Foi nesse contexto que a Articulação dos Povos Indígenas do Brasil acionou o Supremo, ao lado de partidos políticos alinhados ao governo, para questionar novamente a constitucionalidade da tese. Para essas organizações, a Constituição reconhece que o vínculo dos povos indígenas com a terra não se limita à ocupação física contínua, mas envolve dimensões culturais, espirituais e históricas.
As manifestações indígenas contra o marco temporal, como as realizadas na Esplanada dos Ministérios, em Brasília, refletem esse entendimento. Lideranças de diferentes regiões do país têm defendido que a demarcação de terras é condição essencial para a preservação dos modos de vida tradicionais e para a proteção dos biomas brasileiros.
A reação política e o papel do Congresso
Enquanto o Supremo analisa o tema, o Congresso Nacional segue em movimento paralelo. No Senado Federal, foi aprovada recentemente a Proposta de Emenda à Constituição 48/2023, que busca inserir explicitamente o marco temporal no texto constitucional. A iniciativa representa uma tentativa de sobrepor a interpretação legislativa ao entendimento do Judiciário.
Caso avance na Câmara dos Deputados e seja promulgada, a PEC poderá abrir um novo capítulo de disputas jurídicas, colocando em confronto direto o poder constituinte derivado e a interpretação consolidada do STF sobre os direitos indígenas. Especialistas avaliam que a medida tende a prolongar a insegurança jurídica, em vez de resolvê-la.
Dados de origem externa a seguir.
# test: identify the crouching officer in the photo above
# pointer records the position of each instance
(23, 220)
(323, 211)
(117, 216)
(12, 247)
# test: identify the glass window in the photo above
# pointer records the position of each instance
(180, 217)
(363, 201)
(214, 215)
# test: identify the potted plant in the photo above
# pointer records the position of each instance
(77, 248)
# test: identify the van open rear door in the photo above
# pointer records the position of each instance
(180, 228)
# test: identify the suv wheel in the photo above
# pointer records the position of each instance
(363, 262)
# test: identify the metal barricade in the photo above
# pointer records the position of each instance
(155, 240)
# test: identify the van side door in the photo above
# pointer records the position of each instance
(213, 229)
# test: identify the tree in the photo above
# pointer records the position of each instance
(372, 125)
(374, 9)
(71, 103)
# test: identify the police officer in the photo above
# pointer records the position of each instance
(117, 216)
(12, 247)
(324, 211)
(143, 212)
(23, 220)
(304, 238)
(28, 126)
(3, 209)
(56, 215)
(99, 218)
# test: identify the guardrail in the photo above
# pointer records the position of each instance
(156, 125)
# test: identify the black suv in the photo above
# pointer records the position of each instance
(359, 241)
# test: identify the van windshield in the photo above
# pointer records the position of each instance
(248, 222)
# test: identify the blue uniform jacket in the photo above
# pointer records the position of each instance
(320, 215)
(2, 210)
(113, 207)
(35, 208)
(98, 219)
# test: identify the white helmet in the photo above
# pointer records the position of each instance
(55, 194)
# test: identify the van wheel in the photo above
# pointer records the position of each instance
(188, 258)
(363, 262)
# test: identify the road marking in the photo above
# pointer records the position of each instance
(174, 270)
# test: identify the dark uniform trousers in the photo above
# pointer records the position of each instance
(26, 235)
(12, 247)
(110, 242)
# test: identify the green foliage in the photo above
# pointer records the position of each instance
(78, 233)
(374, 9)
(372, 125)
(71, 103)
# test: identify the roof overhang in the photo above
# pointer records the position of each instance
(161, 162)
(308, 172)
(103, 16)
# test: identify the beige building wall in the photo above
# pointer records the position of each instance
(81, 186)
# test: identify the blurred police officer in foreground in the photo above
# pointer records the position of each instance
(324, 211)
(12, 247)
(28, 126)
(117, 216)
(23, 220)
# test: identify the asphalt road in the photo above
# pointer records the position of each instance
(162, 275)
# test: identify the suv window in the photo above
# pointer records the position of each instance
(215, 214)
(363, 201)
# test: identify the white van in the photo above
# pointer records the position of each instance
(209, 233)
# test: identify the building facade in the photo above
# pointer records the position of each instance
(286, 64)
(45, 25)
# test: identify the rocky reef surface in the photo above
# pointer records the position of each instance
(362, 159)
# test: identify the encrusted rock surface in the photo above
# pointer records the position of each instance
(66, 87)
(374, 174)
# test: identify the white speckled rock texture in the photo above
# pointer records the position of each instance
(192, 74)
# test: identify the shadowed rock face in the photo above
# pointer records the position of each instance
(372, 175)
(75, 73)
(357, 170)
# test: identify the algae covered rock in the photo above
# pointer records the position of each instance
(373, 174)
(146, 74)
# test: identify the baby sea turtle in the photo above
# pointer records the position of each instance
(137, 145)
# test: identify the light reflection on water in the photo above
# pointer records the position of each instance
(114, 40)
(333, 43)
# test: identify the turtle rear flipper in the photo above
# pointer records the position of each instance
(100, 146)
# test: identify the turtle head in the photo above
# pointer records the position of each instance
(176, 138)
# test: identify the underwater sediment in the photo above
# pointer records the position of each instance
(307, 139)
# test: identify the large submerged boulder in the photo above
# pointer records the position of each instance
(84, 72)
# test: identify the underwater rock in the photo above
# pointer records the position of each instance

Além disso, partidos como PL, PP e Republicanos protocolaram ações no Supremo para manter a validade da lei que incorporou o marco temporal. Do outro lado, entidades indígenas e partidos governistas reforçam que a tese viola cláusulas pétreas da Constituição, como o reconhecimento dos direitos originários.
Um julgamento que vai além da lei
Mais do que uma controvérsia técnica, o julgamento do marco temporal carrega um peso simbólico e histórico. Ele coloca em discussão qual leitura da Constituição deve prevalecer: aquela que reconhece a diversidade étnica e cultural do país ou aquela que subordina esses direitos a marcos temporais rígidos.
O placar inicial de três votos contra o marco temporal sinaliza que parte significativa do Supremo mantém o entendimento firmado em 2023. No entanto, até a conclusão do julgamento, o cenário permanece aberto. Os próximos votos indicarão se a Corte seguirá reafirmando os direitos indígenas ou se haverá espaço para divergências internas.
Para os povos indígenas, o resultado do julgamento terá impactos diretos sobre a segurança de seus territórios e sobre a continuidade de processos de demarcação em curso. Para o país, a decisão ajudará a definir como o Estado brasileiro lida com sua própria história e com os direitos daqueles que habitavam este território muito antes da formação da República.
Independentemente do desfecho, o julgamento reforça que a questão indígena permanece no centro das disputas institucionais do Brasil, exigindo não apenas decisões judiciais, mas um compromisso político duradouro com a Constituição e com a diversidade que ela busca proteger.